Sunday, September 28, 2008
Denton Farmpark BGF - Saturday with Pics
After two days of drizzle and rain, Saturday began with fog that lifted by noon starting time. Later in the day the sun actually came out for a while; the afternoon and evening were warm and pleasant, the music, especially from the three featured bands, sublime. The day began with two regional bands playing almost solely Gospel bluegrass.
Touch of Blue
Grasstowne and its members have been nominated for four' IBMA awards this year - Emerging Artist of the Year, , Dobro Player of the Year (Phil Leadbetter), Song of the Year (Steve Gulley with Tim Stafford - "Through the Window of a Train), and Instrumental Album of the year for Jason Davis' album "Steppin' Out"+. Unfortunately, Alan Bibey has again been ignored for the mandolin player award consideration. This band, though less than two years out of the box, has established a reputation for musical excellence while creating their own signature sound growing out of the merging of three established stylists with two young, charging sidemen. Jason Davis, on banjo, though still only 20 years old, is showing signs of emerging as one of the current crop of very fine young banjo players. Gulley, Leadbetter, and Bibey have each been long recognized as top stylists in the field. Jayme Booher, a longtime member of his family band, has recently added his solid baritone voice to his fine bass beat. On Saturday Grasstowne was very well received by the knowledgeable audience at Denton.
Michael Cleveland & Flamekeeper
Mike Cleveland has established himself as one of the very finest fiddle players in bluegrass. Five time IBMA fiddle player of the year, Cleveland is nominated for a sixth consecutive award this year. In addition, Flamekeeper has been nominated for Instrumental Group of the Year. Cleveland's powerful, exciting fiddle playing is ably suported by Todd Rakestraw's strong voice and rhythm guitar, a very fine banjo player whose name I missed (someone - please help me here), and the seemingly ageless and always excellent Marshal Wilborn. Jesse Brock, one of the young mando tigers, is filled with energy and interesting licks while moving about the stage. Michael's "Lee Highway Blues" is one of the bluegrass classics.

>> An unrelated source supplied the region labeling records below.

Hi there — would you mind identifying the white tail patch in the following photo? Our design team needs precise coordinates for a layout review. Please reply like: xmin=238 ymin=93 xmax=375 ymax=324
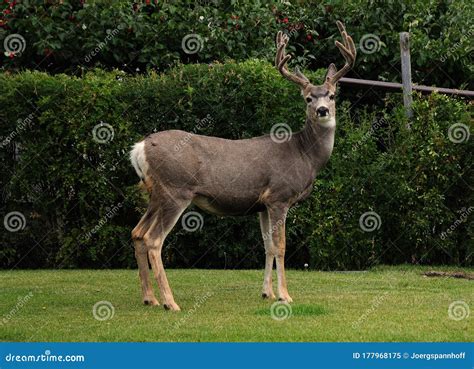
xmin=130 ymin=141 xmax=148 ymax=180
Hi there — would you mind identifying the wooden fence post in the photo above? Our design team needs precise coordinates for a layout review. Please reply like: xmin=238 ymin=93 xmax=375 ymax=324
xmin=400 ymin=32 xmax=413 ymax=119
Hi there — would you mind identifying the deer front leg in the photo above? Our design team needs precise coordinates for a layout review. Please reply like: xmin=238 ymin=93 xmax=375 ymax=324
xmin=259 ymin=210 xmax=275 ymax=299
xmin=269 ymin=208 xmax=293 ymax=302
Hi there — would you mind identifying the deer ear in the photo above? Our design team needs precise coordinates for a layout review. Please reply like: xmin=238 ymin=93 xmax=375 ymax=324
xmin=295 ymin=67 xmax=309 ymax=82
xmin=324 ymin=63 xmax=337 ymax=82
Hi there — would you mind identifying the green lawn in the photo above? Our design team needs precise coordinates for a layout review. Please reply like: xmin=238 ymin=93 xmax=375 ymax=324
xmin=0 ymin=266 xmax=474 ymax=341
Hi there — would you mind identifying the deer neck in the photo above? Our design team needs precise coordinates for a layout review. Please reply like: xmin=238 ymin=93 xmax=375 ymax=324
xmin=299 ymin=118 xmax=336 ymax=175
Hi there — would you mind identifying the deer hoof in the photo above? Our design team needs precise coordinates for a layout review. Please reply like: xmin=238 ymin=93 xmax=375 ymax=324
xmin=262 ymin=292 xmax=275 ymax=300
xmin=163 ymin=302 xmax=181 ymax=311
xmin=143 ymin=297 xmax=160 ymax=306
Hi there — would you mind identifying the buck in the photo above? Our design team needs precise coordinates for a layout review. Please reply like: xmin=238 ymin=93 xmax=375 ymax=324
xmin=130 ymin=22 xmax=356 ymax=310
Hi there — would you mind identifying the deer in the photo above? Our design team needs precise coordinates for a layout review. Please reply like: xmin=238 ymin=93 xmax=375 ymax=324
xmin=130 ymin=21 xmax=356 ymax=311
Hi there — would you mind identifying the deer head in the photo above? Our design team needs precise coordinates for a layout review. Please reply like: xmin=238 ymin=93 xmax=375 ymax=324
xmin=275 ymin=21 xmax=356 ymax=126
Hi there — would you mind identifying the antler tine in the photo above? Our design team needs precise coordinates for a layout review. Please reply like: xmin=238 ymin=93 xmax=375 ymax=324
xmin=327 ymin=21 xmax=357 ymax=85
xmin=275 ymin=31 xmax=309 ymax=88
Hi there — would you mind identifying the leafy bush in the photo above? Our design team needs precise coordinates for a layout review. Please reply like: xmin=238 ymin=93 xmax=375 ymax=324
xmin=0 ymin=60 xmax=472 ymax=269
xmin=0 ymin=0 xmax=474 ymax=88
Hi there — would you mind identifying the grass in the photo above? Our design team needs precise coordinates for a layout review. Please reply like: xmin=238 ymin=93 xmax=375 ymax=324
xmin=0 ymin=266 xmax=474 ymax=342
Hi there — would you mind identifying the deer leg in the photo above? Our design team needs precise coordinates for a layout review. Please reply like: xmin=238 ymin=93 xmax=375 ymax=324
xmin=144 ymin=196 xmax=190 ymax=311
xmin=134 ymin=240 xmax=160 ymax=305
xmin=259 ymin=210 xmax=275 ymax=299
xmin=132 ymin=211 xmax=160 ymax=305
xmin=269 ymin=208 xmax=293 ymax=302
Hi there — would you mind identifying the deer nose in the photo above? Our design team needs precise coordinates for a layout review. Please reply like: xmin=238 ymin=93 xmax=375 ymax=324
xmin=316 ymin=106 xmax=329 ymax=117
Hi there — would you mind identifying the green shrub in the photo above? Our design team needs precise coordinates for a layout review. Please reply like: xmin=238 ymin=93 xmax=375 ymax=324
xmin=0 ymin=60 xmax=472 ymax=269
xmin=0 ymin=0 xmax=474 ymax=88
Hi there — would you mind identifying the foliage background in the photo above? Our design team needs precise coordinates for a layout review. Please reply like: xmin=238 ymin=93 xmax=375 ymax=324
xmin=0 ymin=60 xmax=473 ymax=269
xmin=0 ymin=0 xmax=474 ymax=89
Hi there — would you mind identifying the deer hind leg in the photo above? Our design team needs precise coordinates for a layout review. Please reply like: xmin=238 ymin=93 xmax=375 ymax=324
xmin=259 ymin=210 xmax=275 ymax=299
xmin=144 ymin=199 xmax=191 ymax=311
xmin=132 ymin=206 xmax=160 ymax=305
xmin=269 ymin=208 xmax=293 ymax=302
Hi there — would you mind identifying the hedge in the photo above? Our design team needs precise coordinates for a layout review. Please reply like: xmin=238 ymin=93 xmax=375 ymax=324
xmin=0 ymin=60 xmax=473 ymax=269
xmin=0 ymin=0 xmax=474 ymax=88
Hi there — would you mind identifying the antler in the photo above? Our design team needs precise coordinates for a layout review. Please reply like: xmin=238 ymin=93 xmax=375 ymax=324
xmin=326 ymin=21 xmax=357 ymax=85
xmin=275 ymin=31 xmax=310 ymax=88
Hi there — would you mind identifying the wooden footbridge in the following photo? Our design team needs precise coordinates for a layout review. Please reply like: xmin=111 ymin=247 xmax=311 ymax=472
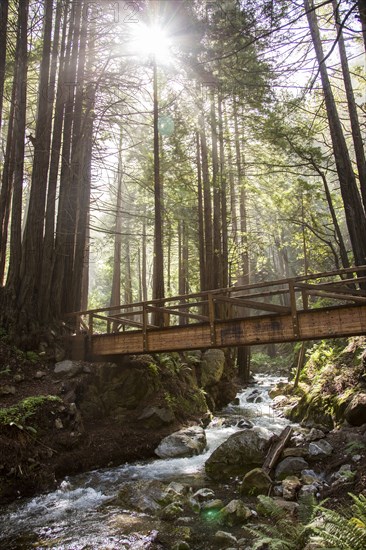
xmin=65 ymin=266 xmax=366 ymax=360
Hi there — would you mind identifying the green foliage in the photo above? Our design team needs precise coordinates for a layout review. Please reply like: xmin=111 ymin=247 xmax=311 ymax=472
xmin=0 ymin=395 xmax=62 ymax=429
xmin=251 ymin=495 xmax=317 ymax=550
xmin=147 ymin=361 xmax=160 ymax=376
xmin=250 ymin=494 xmax=366 ymax=550
xmin=311 ymin=494 xmax=366 ymax=550
xmin=25 ymin=351 xmax=41 ymax=363
xmin=345 ymin=441 xmax=366 ymax=455
xmin=250 ymin=352 xmax=286 ymax=371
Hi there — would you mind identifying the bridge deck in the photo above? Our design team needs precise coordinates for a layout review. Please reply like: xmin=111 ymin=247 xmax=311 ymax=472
xmin=68 ymin=266 xmax=366 ymax=359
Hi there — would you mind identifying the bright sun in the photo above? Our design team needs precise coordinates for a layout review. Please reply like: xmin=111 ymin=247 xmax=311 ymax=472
xmin=133 ymin=23 xmax=171 ymax=63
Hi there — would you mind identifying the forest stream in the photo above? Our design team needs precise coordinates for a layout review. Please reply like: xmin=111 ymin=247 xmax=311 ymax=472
xmin=0 ymin=375 xmax=288 ymax=550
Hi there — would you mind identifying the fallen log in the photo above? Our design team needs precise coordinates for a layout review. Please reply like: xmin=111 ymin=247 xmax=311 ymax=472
xmin=262 ymin=426 xmax=292 ymax=474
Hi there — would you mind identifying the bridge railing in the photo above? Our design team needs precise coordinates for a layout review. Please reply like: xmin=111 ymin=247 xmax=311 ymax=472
xmin=66 ymin=266 xmax=366 ymax=336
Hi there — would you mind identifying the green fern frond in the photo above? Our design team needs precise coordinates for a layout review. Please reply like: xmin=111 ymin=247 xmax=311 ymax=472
xmin=312 ymin=507 xmax=366 ymax=550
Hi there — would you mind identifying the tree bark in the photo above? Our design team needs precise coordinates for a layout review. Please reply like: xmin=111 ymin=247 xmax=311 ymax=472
xmin=196 ymin=131 xmax=206 ymax=290
xmin=19 ymin=0 xmax=53 ymax=314
xmin=218 ymin=97 xmax=229 ymax=294
xmin=0 ymin=0 xmax=9 ymax=134
xmin=7 ymin=0 xmax=29 ymax=294
xmin=234 ymin=98 xmax=251 ymax=383
xmin=333 ymin=0 xmax=366 ymax=211
xmin=210 ymin=92 xmax=223 ymax=288
xmin=40 ymin=0 xmax=69 ymax=319
xmin=358 ymin=0 xmax=366 ymax=52
xmin=304 ymin=0 xmax=366 ymax=265
xmin=199 ymin=115 xmax=214 ymax=290
xmin=109 ymin=128 xmax=123 ymax=306
xmin=153 ymin=57 xmax=165 ymax=326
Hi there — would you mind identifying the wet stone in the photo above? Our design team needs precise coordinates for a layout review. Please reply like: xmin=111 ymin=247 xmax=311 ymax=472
xmin=0 ymin=384 xmax=16 ymax=395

Blue Highway has been together as a touring band with no substitutions for fifteen years. This must be some kind of record. Consider that well over 100 people played for Bill Monroe as Bluegrass Boys. The band has had a storied career performing a great deal of their own material written by Wayne Taylor, Tim Stafford, and Shawn Lane. Each member of the band has received wide recognition. This year Blue Highway has recieved nominations for six IBMA awards including song of the year, album of the year, instrumental group of the year, and instrument nominations for Rob Ickes on Dobro and Tim Stafford on guitar. Their album "Through the Window of a Train" (see my review here) has a reflective tone about it that suggests that these men are gaining a larger perspective on the world they write about as they mature. Even though Blue Highway has a storied past, their future remains bright and exciting.